Una battaglia impari

14 Febbraio 2017

La guerra contro la malattia non è mai ad armi pari. Il medico sa già che parte sfavorito, sa che le malattie non si possono guarire, al massimo si possono curare.

Immaginate di trovarvi di fronte ad un nemico che avanza con armi di gran lunga migliori delle vostre, che possiede bombe atomiche… Voi possedete solo un fucile con pochi colpi in canna. Siete trincerati e aspettate la battaglia. Il medico a volte si sente così. Al suo fianco, nella trincea, può contare solo sui colleghi, sulle infermiere, sui tecnici del laboratorio analisi.

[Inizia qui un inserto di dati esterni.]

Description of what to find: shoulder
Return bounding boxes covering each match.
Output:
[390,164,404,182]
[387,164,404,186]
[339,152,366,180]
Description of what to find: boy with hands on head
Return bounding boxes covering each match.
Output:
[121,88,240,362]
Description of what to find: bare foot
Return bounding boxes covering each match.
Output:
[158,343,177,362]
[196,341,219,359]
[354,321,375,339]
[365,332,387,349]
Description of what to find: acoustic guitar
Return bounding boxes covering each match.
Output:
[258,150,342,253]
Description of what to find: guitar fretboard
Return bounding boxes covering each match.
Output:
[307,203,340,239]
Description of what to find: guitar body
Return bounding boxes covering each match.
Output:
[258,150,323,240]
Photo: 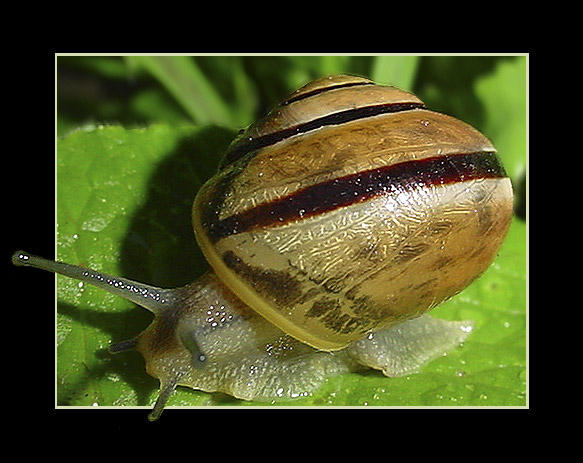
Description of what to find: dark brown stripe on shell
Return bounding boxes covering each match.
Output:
[207,152,507,242]
[222,102,425,167]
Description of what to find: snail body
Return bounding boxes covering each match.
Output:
[13,75,512,419]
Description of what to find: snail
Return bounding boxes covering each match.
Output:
[13,75,513,419]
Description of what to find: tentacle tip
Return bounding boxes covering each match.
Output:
[12,251,30,267]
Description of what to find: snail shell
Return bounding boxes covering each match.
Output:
[193,75,512,350]
[13,75,512,419]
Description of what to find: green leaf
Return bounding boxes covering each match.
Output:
[126,56,236,127]
[57,126,526,414]
[371,56,419,91]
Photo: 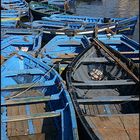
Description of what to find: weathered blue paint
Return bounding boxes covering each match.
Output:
[98,35,140,63]
[39,14,138,35]
[1,0,29,17]
[40,35,90,65]
[1,51,78,140]
[1,33,43,58]
[25,105,35,134]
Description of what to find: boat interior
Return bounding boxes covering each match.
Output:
[70,39,139,140]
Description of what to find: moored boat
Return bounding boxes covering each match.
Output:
[29,1,73,19]
[38,35,90,73]
[1,33,42,59]
[66,39,139,140]
[42,14,138,35]
[1,10,20,28]
[1,0,29,17]
[1,52,78,140]
[98,35,140,63]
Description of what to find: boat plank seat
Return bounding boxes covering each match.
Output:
[120,51,139,54]
[58,53,78,58]
[86,114,139,140]
[4,69,45,76]
[2,112,60,123]
[7,103,56,137]
[1,96,51,106]
[1,81,55,91]
[81,57,109,63]
[72,79,135,86]
[77,96,139,104]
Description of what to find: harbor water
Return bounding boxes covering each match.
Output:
[76,0,139,42]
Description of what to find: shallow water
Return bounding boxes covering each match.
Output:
[76,0,139,42]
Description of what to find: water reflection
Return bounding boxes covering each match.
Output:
[76,0,139,41]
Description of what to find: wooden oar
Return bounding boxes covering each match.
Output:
[93,39,139,82]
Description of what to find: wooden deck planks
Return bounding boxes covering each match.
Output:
[9,134,45,140]
[30,103,45,133]
[86,115,139,140]
[7,90,57,140]
[7,106,28,136]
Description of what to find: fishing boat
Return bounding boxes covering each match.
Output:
[1,10,20,18]
[1,10,20,28]
[98,35,140,63]
[1,0,29,17]
[38,35,90,73]
[1,52,78,140]
[41,0,65,9]
[66,39,139,140]
[30,20,116,37]
[42,14,138,35]
[1,28,41,38]
[30,16,137,37]
[1,33,42,59]
[29,1,73,19]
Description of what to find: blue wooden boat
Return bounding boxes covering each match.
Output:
[98,35,140,63]
[1,28,40,37]
[1,33,42,61]
[39,35,90,64]
[1,0,29,17]
[38,35,90,73]
[1,10,20,28]
[66,39,139,140]
[1,52,78,140]
[29,1,73,19]
[42,14,138,35]
[31,20,116,37]
[1,10,20,18]
[41,0,65,9]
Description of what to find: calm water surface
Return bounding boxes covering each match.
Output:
[76,0,139,42]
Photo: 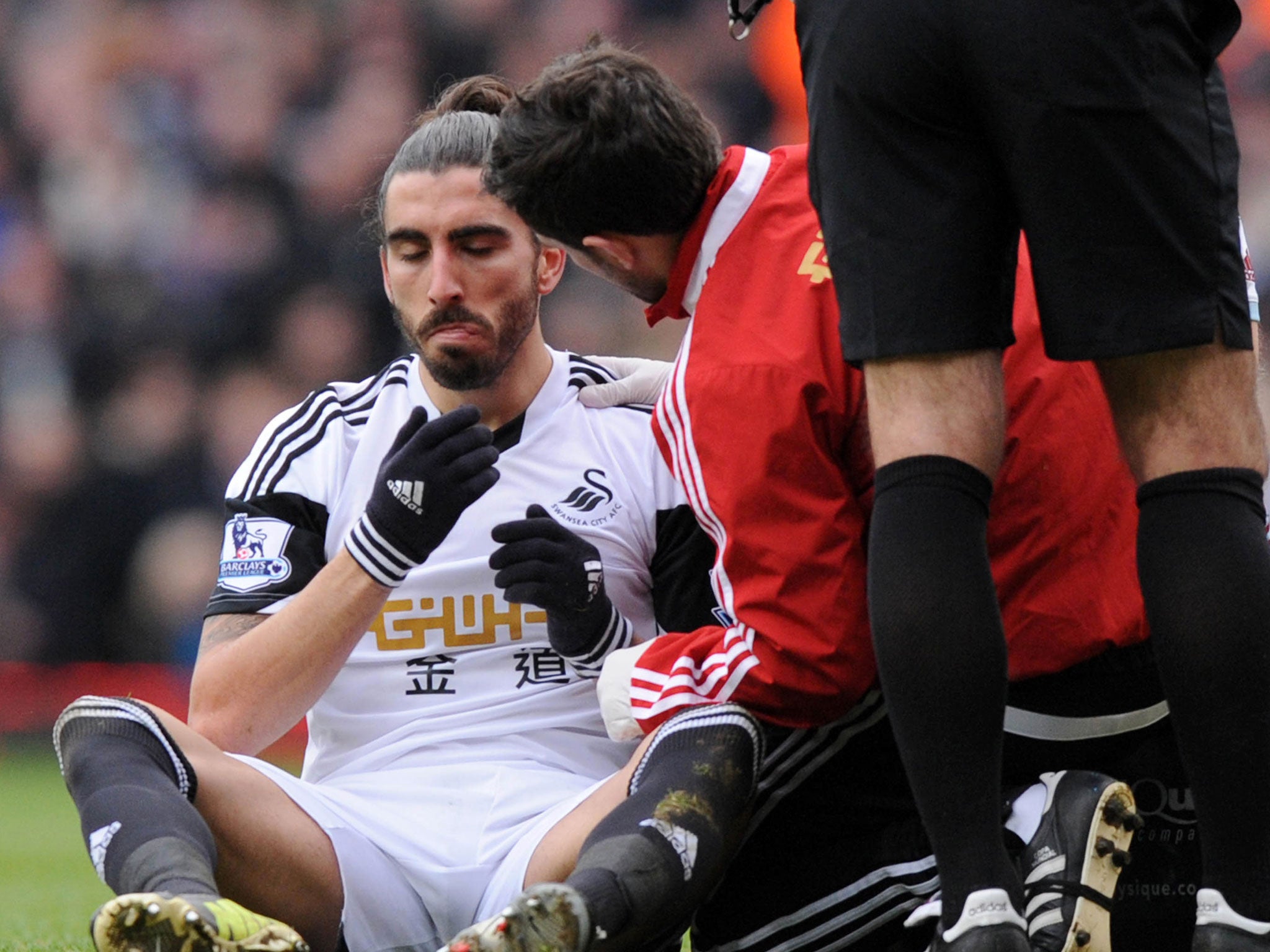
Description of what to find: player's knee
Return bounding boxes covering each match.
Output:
[630,705,763,813]
[53,694,198,801]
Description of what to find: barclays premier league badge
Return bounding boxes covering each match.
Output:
[218,513,293,591]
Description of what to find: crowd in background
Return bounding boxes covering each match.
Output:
[0,0,1270,664]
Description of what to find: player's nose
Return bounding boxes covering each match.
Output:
[428,252,464,305]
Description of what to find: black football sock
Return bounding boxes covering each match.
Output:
[1138,469,1270,922]
[565,705,763,952]
[53,697,217,897]
[869,456,1023,928]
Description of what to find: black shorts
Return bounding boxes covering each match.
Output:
[692,645,1199,952]
[796,0,1252,361]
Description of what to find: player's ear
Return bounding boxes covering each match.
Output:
[537,245,569,294]
[582,235,639,271]
[380,245,396,305]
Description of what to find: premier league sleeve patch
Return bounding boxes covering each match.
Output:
[217,513,295,591]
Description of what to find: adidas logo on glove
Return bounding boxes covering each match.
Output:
[389,480,423,513]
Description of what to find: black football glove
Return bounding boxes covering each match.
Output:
[489,505,633,677]
[344,406,499,588]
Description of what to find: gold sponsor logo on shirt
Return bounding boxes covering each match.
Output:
[370,593,548,651]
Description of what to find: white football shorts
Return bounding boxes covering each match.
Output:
[234,756,603,952]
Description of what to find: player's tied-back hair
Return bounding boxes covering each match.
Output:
[372,75,513,242]
[485,39,722,247]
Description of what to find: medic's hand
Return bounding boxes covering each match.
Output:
[578,356,674,406]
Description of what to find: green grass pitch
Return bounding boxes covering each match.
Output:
[0,736,110,952]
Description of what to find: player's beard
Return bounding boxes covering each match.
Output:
[393,283,538,391]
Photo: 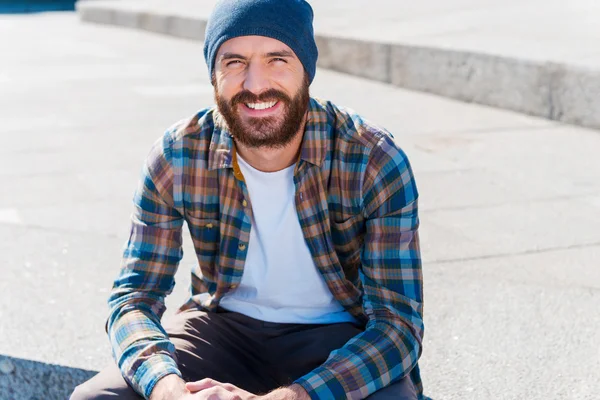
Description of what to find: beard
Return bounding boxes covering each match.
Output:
[215,76,310,148]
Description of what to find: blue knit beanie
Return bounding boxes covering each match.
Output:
[204,0,318,82]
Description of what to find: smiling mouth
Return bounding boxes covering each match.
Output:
[244,101,278,110]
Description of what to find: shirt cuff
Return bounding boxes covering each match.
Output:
[132,354,181,399]
[294,367,346,400]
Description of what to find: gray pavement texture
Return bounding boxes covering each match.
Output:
[77,0,600,128]
[0,13,600,400]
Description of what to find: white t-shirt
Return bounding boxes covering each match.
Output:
[220,157,355,324]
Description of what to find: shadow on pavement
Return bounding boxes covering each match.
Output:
[0,0,75,14]
[0,355,97,400]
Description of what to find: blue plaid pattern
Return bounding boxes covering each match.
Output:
[107,99,424,399]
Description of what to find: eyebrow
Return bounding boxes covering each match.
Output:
[221,50,294,61]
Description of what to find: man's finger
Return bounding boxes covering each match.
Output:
[185,378,222,393]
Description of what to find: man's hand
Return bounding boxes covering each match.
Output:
[185,379,310,400]
[150,374,193,400]
[185,378,261,400]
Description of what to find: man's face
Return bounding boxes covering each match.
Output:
[213,36,309,148]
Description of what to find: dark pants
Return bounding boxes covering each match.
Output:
[71,310,417,400]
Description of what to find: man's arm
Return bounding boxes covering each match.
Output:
[107,131,183,398]
[295,139,423,400]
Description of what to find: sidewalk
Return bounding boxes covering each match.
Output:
[77,0,600,128]
[0,8,600,400]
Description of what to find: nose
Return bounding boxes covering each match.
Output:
[244,63,269,95]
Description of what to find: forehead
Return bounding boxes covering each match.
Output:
[217,35,295,58]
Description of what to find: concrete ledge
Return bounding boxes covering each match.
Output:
[0,355,96,400]
[77,1,600,128]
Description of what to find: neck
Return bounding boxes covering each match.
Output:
[235,117,306,172]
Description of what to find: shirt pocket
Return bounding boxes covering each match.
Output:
[185,214,221,260]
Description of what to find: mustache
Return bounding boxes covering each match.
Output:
[230,89,292,107]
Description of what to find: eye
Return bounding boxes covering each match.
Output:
[225,60,242,67]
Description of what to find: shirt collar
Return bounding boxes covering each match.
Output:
[208,98,332,172]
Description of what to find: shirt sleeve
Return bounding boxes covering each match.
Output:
[106,131,183,398]
[295,138,424,400]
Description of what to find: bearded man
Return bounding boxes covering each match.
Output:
[71,0,423,400]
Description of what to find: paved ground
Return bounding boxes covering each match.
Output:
[76,0,600,68]
[77,0,600,129]
[0,13,600,400]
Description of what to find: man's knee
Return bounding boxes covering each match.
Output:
[69,381,100,400]
[368,376,417,400]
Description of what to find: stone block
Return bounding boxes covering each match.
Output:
[75,2,115,24]
[548,64,600,128]
[113,9,142,29]
[168,15,206,41]
[138,12,172,34]
[316,35,390,83]
[391,45,550,120]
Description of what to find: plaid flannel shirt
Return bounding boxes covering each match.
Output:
[107,99,423,399]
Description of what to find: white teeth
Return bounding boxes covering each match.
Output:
[246,101,277,110]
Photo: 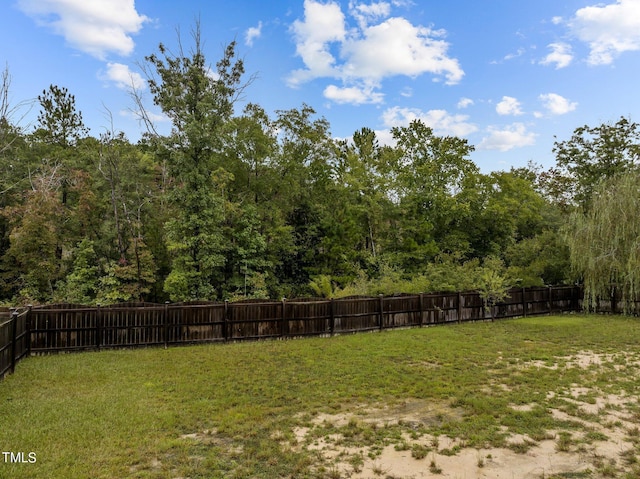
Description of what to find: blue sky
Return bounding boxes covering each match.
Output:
[0,0,640,171]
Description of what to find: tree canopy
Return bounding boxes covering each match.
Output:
[0,31,640,304]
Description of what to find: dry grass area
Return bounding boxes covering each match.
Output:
[0,315,640,479]
[285,351,640,479]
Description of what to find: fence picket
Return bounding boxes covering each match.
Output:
[0,286,596,378]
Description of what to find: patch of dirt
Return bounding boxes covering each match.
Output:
[292,351,640,479]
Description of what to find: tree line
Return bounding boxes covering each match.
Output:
[0,30,640,304]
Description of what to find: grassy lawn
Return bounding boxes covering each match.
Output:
[0,315,640,479]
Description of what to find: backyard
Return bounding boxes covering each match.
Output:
[0,314,640,479]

Se foste all’ospedale di Anzaldo, per giunta, non disporreste neanche del vostro fucile e dei pochi colpi in canna. All’ospedale di Anzaldo vi rimarrebbe soltanto una fionda.

Comprendere questi concetti è fondamentale per capire il clima che si vive qui.

I pazienti non hanno fiducia nello Stato e dopo la mia traumatica esperienza all’ufficio immigrazione per il rinnovo del visto capisco perché. La burocrazia è asfissiante, non segue i regolamenti ma la volubile spocchiosità degli impiegati allo sportello. Se decidono di metterti i bastoni fra le ruote, avrai vita difficile. È come affrontare il nemico mentre cerchi di uscire dalle sabbie mobili.

Aggiungete il fatto che in Bolivia non esiste un sistema sanitario nazionale: se ti ammali devi pagarti le cure. Devi pagarti le medicine, la sala operatoria, le trasfusioni, persino i cerotti che ti mettono, sia che tu abbia un raffreddore sia che tu abbia un tumore. Per giunta tutto si strapaga. Quando Pietro chiede ai pazienti “quanto ti hanno chiesto per l’intervento a Cochabamba?” scopriamo sovente che il conto è solitamente il doppio o il triplo di quanto dovrebbe essere.

Talvolta i pazienti dopo essere stati all’ospedale statale giungono alla nostra attenzione disperati perché non possono pagare, supplicando di essere aiutati, arrivando addirittura a nascondere la diagnosi nella speranza che ne venga riformulata una meno grave.

La vera forza di Pietro e dei suoi collaboratori credo stia proprio nella sua incapacità ad arrendersi di fronte ad un rifiuto o ad una porta chiusa.

La sconfitta sopraggiunge quando si molla, si abbandona la battaglia dicendo a se stessi “di fronte a queste difficoltà mi arrendo perché non ne vale la pena”. Se guardiamo dentro a noi stessi, con sincerità e in estrema sintesi, troveremo episodi in cui abbiamo mollato dando la colpa al sistema. È umano, ci mancherebbe, ma questa è la definizione di debolezza.

Qui ho trovato persone che prima di arrendersi vendono cara la pelle, fanno davvero tutto quello che è in loro potere prima di gettare la spugna. Anche se armati di fionda combattono contro un nemico con le bombe atomiche. E il più delle volte vincono.